Em declarações ao jornal Sol Português, Manuel Martins, pai do aniversariante, confessou sentir "orgulho na carreira do filho", dizendo "tudo fazer para estar sempre ao lado dele".

Com 95 anos e ladeado pela actual companheira de vida, deu como exemplo a sua recente hospitalização, quando "pedia todos os dias aos médicos para ir à festa" do filho.

Homem rijo, antigo baleeiro que registou ter trabalhado no Cais do Pico durante quase 20 anos, a sua insistência e força de vontade foram recompensados e conseguiu mais uma vez estar com ele para o ver celebrar mais este marco.

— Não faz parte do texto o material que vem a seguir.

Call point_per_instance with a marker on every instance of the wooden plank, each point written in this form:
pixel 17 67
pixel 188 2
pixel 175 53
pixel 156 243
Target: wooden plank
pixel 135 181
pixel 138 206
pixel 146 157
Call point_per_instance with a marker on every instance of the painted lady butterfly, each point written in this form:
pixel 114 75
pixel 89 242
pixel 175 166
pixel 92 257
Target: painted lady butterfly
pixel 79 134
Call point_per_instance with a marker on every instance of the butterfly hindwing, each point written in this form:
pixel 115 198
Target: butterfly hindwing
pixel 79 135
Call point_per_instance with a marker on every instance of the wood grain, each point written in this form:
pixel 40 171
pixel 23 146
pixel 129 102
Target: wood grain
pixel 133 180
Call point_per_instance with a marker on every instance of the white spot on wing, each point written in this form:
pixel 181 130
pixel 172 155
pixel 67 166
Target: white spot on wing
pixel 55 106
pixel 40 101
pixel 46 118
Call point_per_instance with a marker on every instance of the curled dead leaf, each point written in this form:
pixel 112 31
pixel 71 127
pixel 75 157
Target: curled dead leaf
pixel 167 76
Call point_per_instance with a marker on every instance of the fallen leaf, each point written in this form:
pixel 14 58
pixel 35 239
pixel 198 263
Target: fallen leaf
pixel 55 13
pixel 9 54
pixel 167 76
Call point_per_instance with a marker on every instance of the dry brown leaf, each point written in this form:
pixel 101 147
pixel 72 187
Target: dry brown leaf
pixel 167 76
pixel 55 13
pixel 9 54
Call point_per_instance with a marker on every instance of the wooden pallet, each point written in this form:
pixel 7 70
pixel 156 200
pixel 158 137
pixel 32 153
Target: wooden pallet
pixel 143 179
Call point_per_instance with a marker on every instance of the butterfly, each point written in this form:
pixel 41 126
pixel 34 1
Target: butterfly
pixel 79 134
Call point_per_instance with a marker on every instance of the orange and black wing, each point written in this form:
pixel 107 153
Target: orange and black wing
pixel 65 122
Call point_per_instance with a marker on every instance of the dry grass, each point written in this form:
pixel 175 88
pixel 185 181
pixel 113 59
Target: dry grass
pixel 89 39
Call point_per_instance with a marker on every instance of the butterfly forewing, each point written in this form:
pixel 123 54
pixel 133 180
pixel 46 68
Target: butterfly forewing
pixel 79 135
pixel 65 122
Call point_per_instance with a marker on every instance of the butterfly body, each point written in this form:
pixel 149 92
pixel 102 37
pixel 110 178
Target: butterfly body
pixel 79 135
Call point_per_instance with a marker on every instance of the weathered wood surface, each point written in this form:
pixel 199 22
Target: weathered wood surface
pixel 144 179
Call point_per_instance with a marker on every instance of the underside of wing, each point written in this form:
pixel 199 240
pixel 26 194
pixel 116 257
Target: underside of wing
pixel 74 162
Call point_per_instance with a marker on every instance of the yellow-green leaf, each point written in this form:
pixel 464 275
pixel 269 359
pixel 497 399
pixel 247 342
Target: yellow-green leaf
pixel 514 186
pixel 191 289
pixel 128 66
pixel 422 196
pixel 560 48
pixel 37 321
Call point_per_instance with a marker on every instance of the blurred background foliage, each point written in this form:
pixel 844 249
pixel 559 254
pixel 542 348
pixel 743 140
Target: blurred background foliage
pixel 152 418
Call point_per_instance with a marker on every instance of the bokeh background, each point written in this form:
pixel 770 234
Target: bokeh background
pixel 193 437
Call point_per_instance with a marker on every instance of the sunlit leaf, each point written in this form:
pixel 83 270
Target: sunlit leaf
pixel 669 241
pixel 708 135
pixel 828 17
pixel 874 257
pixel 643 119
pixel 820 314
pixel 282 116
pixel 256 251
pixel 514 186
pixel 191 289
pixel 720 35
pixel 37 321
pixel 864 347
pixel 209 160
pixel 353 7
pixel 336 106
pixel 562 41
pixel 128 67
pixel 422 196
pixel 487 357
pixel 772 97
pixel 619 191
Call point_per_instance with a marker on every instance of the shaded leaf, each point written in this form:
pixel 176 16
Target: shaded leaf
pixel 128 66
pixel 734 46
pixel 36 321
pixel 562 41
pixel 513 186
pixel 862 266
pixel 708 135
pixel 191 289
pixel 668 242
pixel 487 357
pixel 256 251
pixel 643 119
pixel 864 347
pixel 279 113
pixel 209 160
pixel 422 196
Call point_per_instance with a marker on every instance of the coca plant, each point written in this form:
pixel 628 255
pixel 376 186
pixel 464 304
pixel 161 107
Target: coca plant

"As pessoas já deviam saber como são os Homens do Pico, quando querem muito uma coisa conseguem e são muito fortes – são feitos de pedra", dizia-nos com orgulho.

A celebrar 50 anos de música e 65 de vida, recheados de alegria, algumas tristezas, de objectivos concretizados e de alguns por cumprir, muita luta, muito trabalho, foi assim que Victor Martins se apresentou, agradecendo a todos pelo apoio e colaboração, e fazendo votos de que o futuro ainda lhe reserve coisas boas.

Visivelmente emocionado, o mestre de cerimónias, António César, viria a dedicar-lhe estas palavras:

"Há artistas que nascem com a chancela de uma missão colada à vida. São os que colocam o sonho, a consciência, a fé, acima de tudo e até de si próprios. São os que com bravura saltam os limites e deixam transbordar a sua sensibilidade. São os que dão a cara, mesmo sabendo que podem sofrer. Assim é Victor Martins que tem servido a comunidade com lealdade há cinco décadas (…) sempre ao lado dos que precisam da sua voz agradável, da sua dedicação pela comunidade sem esperar comendas ou homenagens."

Terminou-se esta celebração dando vivas à vida, à alegria e à música, e a entoar: "Ver nascer o sol numa traineira (...) em águas azuis com maré alta, golfinhos saltam com alegria e eu não me esqueci do barco Terra Alta. Nasci na terra dos bravos (...) os meus pais eram do Pico, da terra dos baleeiros".

Foi assim que Victor Martins, "no seu lindo cavalo de pau pintado", foi cavalgando o mundo, concretizando sonhos e vingando na música, sem nunca esquecer o que, como destacou, a comunidade portuguesa lhe deu e o quanto o apoiou.